MODERN languages in primary schools are being hampered by teachers' lack of time, training and subject knowledge, according to the interim evaluation of a Government project.
And where primaries are successful in introducing early languages some secondaries are failing to capitalise, an evaluation of 18 schemes has found.
The Good Practice Project was set up last September by the Department for Education and Employment to examine a variety of primary language projects which reflect the diversity of current provision and teaching models in England and Wales.
The schemes under investigation include the Sheffield multilingual city project which encourages primaries and early-years centres to teach additional languages, as well as initiatives in York, Surrey, Sandwell and Wrexham.
While much successful workhas been identified, common obstacles have also been found.
These include a shortage of time for languages in an already full curriculum and a lack of continuity and progression when children move from primary into secondary.

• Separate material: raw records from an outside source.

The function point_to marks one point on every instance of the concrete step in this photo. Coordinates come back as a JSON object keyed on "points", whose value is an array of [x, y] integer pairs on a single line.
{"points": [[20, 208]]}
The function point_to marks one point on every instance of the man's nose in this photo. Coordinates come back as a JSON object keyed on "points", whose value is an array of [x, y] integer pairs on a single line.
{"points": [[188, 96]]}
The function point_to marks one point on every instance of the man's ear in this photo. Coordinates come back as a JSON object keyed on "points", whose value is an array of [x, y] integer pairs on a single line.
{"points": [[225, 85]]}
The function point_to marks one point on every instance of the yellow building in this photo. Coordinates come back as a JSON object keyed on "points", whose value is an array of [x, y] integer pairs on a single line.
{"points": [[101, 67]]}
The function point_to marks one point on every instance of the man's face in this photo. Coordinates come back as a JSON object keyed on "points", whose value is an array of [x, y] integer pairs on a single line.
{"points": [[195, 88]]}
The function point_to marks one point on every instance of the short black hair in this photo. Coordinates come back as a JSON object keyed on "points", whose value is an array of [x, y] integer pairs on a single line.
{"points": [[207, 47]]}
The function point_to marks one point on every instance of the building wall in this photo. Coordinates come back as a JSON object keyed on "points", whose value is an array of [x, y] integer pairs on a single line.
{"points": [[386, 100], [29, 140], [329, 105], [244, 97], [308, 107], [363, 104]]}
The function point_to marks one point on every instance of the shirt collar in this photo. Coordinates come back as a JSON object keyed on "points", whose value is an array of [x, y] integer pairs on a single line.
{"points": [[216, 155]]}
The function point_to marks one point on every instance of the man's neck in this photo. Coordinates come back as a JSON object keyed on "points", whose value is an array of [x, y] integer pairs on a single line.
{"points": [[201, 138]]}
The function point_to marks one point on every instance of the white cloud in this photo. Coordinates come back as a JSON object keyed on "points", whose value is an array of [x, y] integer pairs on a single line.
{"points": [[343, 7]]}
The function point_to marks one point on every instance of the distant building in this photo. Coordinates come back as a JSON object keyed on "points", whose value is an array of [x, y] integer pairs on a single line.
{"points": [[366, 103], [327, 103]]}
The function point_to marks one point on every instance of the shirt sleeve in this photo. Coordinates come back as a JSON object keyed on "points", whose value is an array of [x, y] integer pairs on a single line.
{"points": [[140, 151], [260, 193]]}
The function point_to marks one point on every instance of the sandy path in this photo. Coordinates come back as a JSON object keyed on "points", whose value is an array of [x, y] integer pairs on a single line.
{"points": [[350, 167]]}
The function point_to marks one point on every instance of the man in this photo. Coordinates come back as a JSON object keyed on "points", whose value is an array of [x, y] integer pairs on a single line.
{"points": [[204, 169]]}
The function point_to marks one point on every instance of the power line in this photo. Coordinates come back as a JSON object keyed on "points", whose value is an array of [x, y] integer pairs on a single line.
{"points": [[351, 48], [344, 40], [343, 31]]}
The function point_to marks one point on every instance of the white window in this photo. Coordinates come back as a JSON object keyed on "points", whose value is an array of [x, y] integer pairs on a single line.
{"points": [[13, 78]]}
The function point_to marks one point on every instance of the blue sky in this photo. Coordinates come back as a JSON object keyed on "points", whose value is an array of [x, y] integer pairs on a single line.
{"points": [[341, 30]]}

Teachers reported that they did not have enough time to plan work and attend training courses. Project evaluators also found that staffing difficulties - including poor language skills and rapid turnover - were limiting the schemes' success.
The Good Practice Project will run until March 2001 and is part of a DFEE initiative to develop and encourage early language learning being run by Cilt, the Centre for Information on Language Teaching and Research, an independent charitable trust supported by government grants.
The interim findings will be reported in September 2000.